Venetian Palazzo Sheldon Adelson money laundering

The Venetian and The Palazzo resorts, owned by billionaire Sheldon Adelson, seen here on the left behind GOP VP nominee Mike Pence at last week’s first presidential debate, are being accused of facilitating money laundering for Chinese citizens. (Image: Joe Raedle/Getty Images)

The Venetian and The Palazzo resorts are being accused in a Clark County lawsuit of knowingly assisting money laundering, and allowing “shrills” to take out millions of dollars in credit.

Xiufei Yang, 59, and Meie Sun, 52, owe the two Las Vegas Sands casinos a total of $6.4 million. The Sheldon Adelson-owned gaming conglomerate recently requested Clark County prosecutors file criminal charges against the two women, but the defendants struck back with a lawsuit of their own.

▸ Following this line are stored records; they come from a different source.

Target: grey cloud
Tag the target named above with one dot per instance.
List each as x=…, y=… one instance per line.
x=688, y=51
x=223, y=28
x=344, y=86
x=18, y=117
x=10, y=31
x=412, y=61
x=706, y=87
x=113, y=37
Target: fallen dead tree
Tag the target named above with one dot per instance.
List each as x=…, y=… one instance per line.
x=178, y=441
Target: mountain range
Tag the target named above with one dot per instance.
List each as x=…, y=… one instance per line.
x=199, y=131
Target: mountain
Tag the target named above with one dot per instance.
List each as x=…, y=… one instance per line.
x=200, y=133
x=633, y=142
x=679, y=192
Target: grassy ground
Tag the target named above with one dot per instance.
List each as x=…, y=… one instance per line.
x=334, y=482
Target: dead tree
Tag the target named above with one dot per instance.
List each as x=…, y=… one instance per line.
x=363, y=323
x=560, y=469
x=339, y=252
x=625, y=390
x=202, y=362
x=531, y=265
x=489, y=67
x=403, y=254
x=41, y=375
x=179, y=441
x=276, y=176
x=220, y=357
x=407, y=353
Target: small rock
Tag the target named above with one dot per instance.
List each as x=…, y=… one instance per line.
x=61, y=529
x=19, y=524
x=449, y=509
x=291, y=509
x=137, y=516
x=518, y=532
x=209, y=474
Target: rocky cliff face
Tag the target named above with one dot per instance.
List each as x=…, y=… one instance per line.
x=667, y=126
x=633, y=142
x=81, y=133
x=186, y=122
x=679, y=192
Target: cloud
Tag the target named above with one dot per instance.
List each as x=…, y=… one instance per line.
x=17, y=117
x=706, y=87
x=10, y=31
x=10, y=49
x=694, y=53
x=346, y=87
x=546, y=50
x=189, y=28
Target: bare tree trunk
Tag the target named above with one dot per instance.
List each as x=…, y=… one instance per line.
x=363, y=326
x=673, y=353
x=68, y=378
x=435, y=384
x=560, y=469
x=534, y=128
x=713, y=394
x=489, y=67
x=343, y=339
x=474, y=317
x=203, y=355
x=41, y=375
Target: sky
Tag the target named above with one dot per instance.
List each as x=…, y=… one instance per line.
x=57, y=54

Yang and Sun’s attorneys claim the women are Chinese citizens living and working in the US as housekeepers, not high-stakes gamblers.

So why did The Venetian and The Palazzo issue millions in credit to the ladies to gamble with? Their attorneys say they were shills recruited by wealthy Chinese visitors who sought to avoid money laundering detection from their home country.

Of course, for the scheme to work, numerous personnel at the resorts would have needed to be complicit. The casinos say they did nothing wrong, calling it a “smokescreen” with “no clear evidence.”

“If credible proof is presented that an employee or employees were complicit, we will promptly take appropriate action as required by our policies,” Las Vegas Sands spokesman Ron Reese said in a statement. “However, even a scenario in which a company employee was involved still does not void the debt.”

Mini-Macau

The Venetian and The Palazzo case only reignites federal concerns over criminals using casino cashiers to funnel money. China’s financial elite are in search of new gambling avenues to move money as President Xi Jinping continues to hamper down on VIP junket operators in Macau.

The allegations against Las Vegas Sands are similar to Macau’s junket industry. Touring companies took the special administrative gambling zone from $10.4 billion in gross gaming revenue in 2007 to $45 billion in 2013.

The VIP operators behind the junkets often provide money to their clients to gamble with, and many believe it’s a convenient form of money laundering for the rich to maneuver money out from under China’s control.

China’s communist state means taxes are the greatest revenue source to the People’s Republic. Those making just $13,000 annually are required to pay 45 percent of their income to the government.

Growing Concern

Macau might be some 7,300 miles from Sin City, but that doesn’t mean Vegas authorities and casinos shouldn’t be concerned over affluent Chinese nationals descending on the Strip with criminal intent.

The US federal government has already warned the resorts to be on the outlook. Last month, the Department of Justice and Financial Crimes Enforcement Network issued stern warnings that threatened criminal charges against any casino that willfully violates the Bank Secrecy Act.

Clark County District Attorney Steve Wolfson’s office declined to comment on the Sands matter, but Reuters confirms that prosecutors will now seek charges through a grand jury instead of before a judge.

Regardless of whether the women can prove Chinese visitors convinced them to shrill, failing to pay on gambling debts in Nevada is a felony offense.